What a lucky kid. Seventh grader C is an active participant in our library’s summer reading club. Last year, his first year participating in the teen program, he won the big tech-focused prize: a Raspberry Pi setup. This year, he was one of the random drawing winners again, and selected the MakeyMakey*.
When he and his mom stopped by the library’s table at the Junior High’s registration night to tell me what he’d been up to with all of this tech, he was glowing, and his mom was excited too. And just what had he been up to? Building a media server for his house. With the prize he won from the library for reading books.
I asked him to come over to the library some time and chat about what he’d learned, and hoped he’d share his ideas on technology in the library. We had a really interesting conversation. I showed him the pieces that I’ve been collecting for our circulating technology collection, and he had some great ideas on how to promote the collection. There was definitely more than a spark of curiosity and hunger when I asked if he would help me figure out how to use the tools.
When I asked what he had learned while working with these tools, I expected to hear about how he’d learned a lot about programming in Linux. Or how he’d discovered some fun vintage games online while looking for ways to play with the Makey Makey. What I didn’t expect was an answer that we can all learn so much from.
“I would say, perseverance and problem solving. Definitely. Yeah.”
My librarian heart grew three sizes.
This is, of course, the “right” answer. It’s the one we hope for, and the one that here, at the Robot Test Kitchen, we believe in sincerely. But it’s not the answer we often hear the young people we work with repeat. We hear about the fun they had finding the vintage games. We hear about their new sills in Linux. And though we might see them persevering and problem solving, those aren’t the skills they can usually pull out as evidence of their learning. What made the difference here that allowed this teen to make and then verbalize that connection so unwaveringly? I think there are several elements at play here.
First, he has ready access to the tools he used. He had them in his home, and he had time to use them.The ability to approach the technology on his own terms, when he’s in the frame of mind to be open to trial and error is key. This is obviously not a possibility for a lot of teens. But an ongoing club setup or open Makerspace time at the library could provide similar access.
Second, he has a great support network at home. Both of his parents are involved in engineering, so he had people to bounce ideas around with, and more likely than not, he had someone to fish him out of the weeds if he got in too deep. Again, not all teens have this, but this is an area where that same club setup and the supportive co-learning environment of Makerspaces fills that need.
Third, he had open ended time and opportunity. There was no assignment and there was no deadline. Assignments and deadlines certainly have their place, but for this teen, the blank slate of opportunity allowed him to be creative, think about what he wanted and needed from the tech, play, revise, start over, settle in to the detailed work required, and finally triumph with a project that was meaningful.
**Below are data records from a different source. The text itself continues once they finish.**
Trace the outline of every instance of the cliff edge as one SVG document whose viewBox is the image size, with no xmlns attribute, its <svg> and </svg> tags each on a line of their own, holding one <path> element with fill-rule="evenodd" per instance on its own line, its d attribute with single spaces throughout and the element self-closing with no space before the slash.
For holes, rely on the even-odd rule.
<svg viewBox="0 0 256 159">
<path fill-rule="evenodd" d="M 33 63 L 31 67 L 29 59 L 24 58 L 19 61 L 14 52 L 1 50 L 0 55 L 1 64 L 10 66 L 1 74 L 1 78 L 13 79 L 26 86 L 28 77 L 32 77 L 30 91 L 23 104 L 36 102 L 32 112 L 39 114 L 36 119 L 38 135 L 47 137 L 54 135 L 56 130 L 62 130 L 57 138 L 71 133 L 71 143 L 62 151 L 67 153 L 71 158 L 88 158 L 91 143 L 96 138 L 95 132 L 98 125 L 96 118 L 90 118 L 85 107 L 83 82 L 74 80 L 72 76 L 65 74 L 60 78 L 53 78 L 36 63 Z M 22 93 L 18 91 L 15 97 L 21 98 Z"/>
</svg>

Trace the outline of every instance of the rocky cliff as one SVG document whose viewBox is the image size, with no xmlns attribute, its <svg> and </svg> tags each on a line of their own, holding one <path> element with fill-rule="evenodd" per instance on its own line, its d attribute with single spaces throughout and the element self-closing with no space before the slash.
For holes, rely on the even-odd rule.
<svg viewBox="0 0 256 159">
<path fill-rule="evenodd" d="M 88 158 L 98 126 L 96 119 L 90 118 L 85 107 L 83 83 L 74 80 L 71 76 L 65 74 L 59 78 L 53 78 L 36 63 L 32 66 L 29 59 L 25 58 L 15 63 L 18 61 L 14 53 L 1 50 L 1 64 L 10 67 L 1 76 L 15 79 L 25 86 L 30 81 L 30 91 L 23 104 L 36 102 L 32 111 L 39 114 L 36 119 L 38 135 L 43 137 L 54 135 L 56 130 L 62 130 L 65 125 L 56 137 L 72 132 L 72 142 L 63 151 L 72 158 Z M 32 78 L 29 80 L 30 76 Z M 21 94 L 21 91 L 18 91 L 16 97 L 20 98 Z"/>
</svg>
I’ve been doing a lot of reading lately on the benefits of summer reading program for teens whose reading skills are more established and don’t slide over the summer like those still developing reading abilities. What I’ve learned is that more than minutes spent or pages read, the most significant impact for teens in developing a love of reading, or increasing the perceived value of reading, is engagement. It’s seeing that adults care that they are reading, want to hear about what they think of the books they find, and encourage and champion them to read more.
I believe that technology literacy is largely the same. If we can encourage engagement with the technology by providing time, access, and support, the minutes spent on tech and the lines of code created will likely increase. But more than those quantifiable results, the teens will want to come back to it because they will be developing those Assets that have proven to lead more teens into successful adulthood. It’s not about the tech. It’s not about the library. It’s about the people.
*I’d like to point out here that the total cost of the prizes he won this year is far less than many of the big draw prizes that some libraries offer. Another prize option, the gift card to the local book store, had a higher dollar amount. Sometimes -maybe most of the time- the biggest splash doesn’t come from the most expensive, shiniest tech.